I know I have to take it slowly, coax her gently through the puzzle of the past, from abreaction into anamnesis; brutal Phreedom with her heart brittle as glass.

“Who struck it first?” I say.

“That joy was mine. Among our band I'm known as happy Columbine.”

She looks down at the body of the Duke, the slick of black that's taking it apart. Jack crouches down at one side of the mess. He's cut the ropes around the wrists and rolled the body over, ripped the bodice open; he's examining the graving on its chest.

“My sisters struck the creature after me,” says Phree. “Yes, after me, they did the rest.”

——

“Fate smiled upon your hunting then?” I say.

She points at limber, nimble Jack, his head cocked like a dog's in curiosity.
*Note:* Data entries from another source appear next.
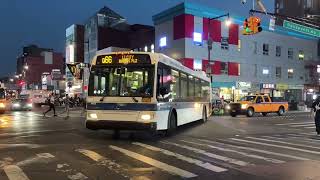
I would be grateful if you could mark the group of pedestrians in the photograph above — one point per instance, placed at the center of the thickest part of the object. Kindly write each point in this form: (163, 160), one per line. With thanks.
(50, 102)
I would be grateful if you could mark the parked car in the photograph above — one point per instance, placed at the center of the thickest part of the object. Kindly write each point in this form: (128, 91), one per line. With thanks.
(21, 104)
(249, 105)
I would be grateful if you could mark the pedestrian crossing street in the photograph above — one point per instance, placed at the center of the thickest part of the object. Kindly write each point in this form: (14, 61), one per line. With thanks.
(171, 158)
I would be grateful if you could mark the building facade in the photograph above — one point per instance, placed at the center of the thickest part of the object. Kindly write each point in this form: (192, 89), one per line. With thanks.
(36, 62)
(270, 62)
(308, 9)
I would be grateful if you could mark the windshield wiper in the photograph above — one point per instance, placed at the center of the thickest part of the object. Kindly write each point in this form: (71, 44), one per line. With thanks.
(102, 99)
(134, 99)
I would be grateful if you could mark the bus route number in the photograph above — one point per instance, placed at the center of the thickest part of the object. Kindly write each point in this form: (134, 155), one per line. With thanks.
(107, 60)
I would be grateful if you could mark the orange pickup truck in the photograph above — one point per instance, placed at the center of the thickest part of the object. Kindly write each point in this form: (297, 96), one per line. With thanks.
(249, 105)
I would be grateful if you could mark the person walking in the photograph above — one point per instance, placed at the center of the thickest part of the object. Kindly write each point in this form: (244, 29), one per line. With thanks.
(67, 103)
(50, 103)
(316, 114)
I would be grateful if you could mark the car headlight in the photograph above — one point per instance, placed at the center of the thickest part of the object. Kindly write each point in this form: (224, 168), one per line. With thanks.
(2, 105)
(93, 116)
(146, 117)
(16, 105)
(244, 106)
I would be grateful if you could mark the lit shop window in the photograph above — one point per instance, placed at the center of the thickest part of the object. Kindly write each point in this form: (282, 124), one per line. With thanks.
(163, 42)
(197, 38)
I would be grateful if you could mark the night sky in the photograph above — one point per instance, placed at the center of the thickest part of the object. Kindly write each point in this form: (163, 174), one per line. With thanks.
(43, 22)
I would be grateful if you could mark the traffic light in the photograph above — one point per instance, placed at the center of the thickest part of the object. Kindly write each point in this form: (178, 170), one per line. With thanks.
(252, 26)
“The spirit of the pack,” she says, “inspired the maidens as we chased our kill and dragged it from the lion's den.”

Jack's finger traces the hatchwork of scars.

“He is,” I say, “a hunter with great skill.”

“Then you approve? The progeny of Pantaloon—and my own son Pierrot, too—will praise me soon for capturing this prey”

I pause. The body of the Duke lies crooked-armed, the skirt pushed up to show one leg twisted beneath the other. One hand seems to reach out, open, with its palm up, like a beggar's, reaching out to me, to Phreedom, to anyone. Phree looks at me, a cat that's brought some bird with broken wings and lolling head home, as an offering. A strange sort of prey I think, and strangely caught.

“Of course,” I say. “It's what you had to do.”

It's what she needs to hear.

I let a hint of hidden meaning enter into what I say.
But… be gentle.

“You're proud of what you've done?”

“I'm pleased,” she says.

Her voice is empty though, repeating what the bitmites whisper in her ear, and with the smell of entrails spilled onto the floor making the bile rise in my throat, that burning taste of sick, I wonder what cruel fucker said revenge is sweet.

“I've won a victory for all my land to see,” she says.

I feel the slightest tremble of her shoulder as I turn her round to face the audience and the slick of gore. I still can't look at what she's holding in her hand—or I don't want to. Really I don't want to. But every one of us here in this room, courtiers and servants, players just as much, and Phreedom, my poor Phreedom most of all, all have to see. To really truly understand.

“Let's
all
gaze on the glory of the prize you've won,” I say.

She holds it up by its long hair, the head of the dead Duke.

“Go on,” I say “let's all take a good look.”

LADY LIBERTY

The townsfolk scatter as Phreedom strides into the agora, overturning stalls and barrows as she passes. She takes the steps in front of the Basileus's marble hall
two at a time, wheels round within the portico. Framed by Corinthian columns, under the pediment's relief that shows the legendary Sacking of Washington, she holds the angel's head up.

“Citizens of fair-walled Themes,” she says, “come see the fierce wild beast we girls have caught.”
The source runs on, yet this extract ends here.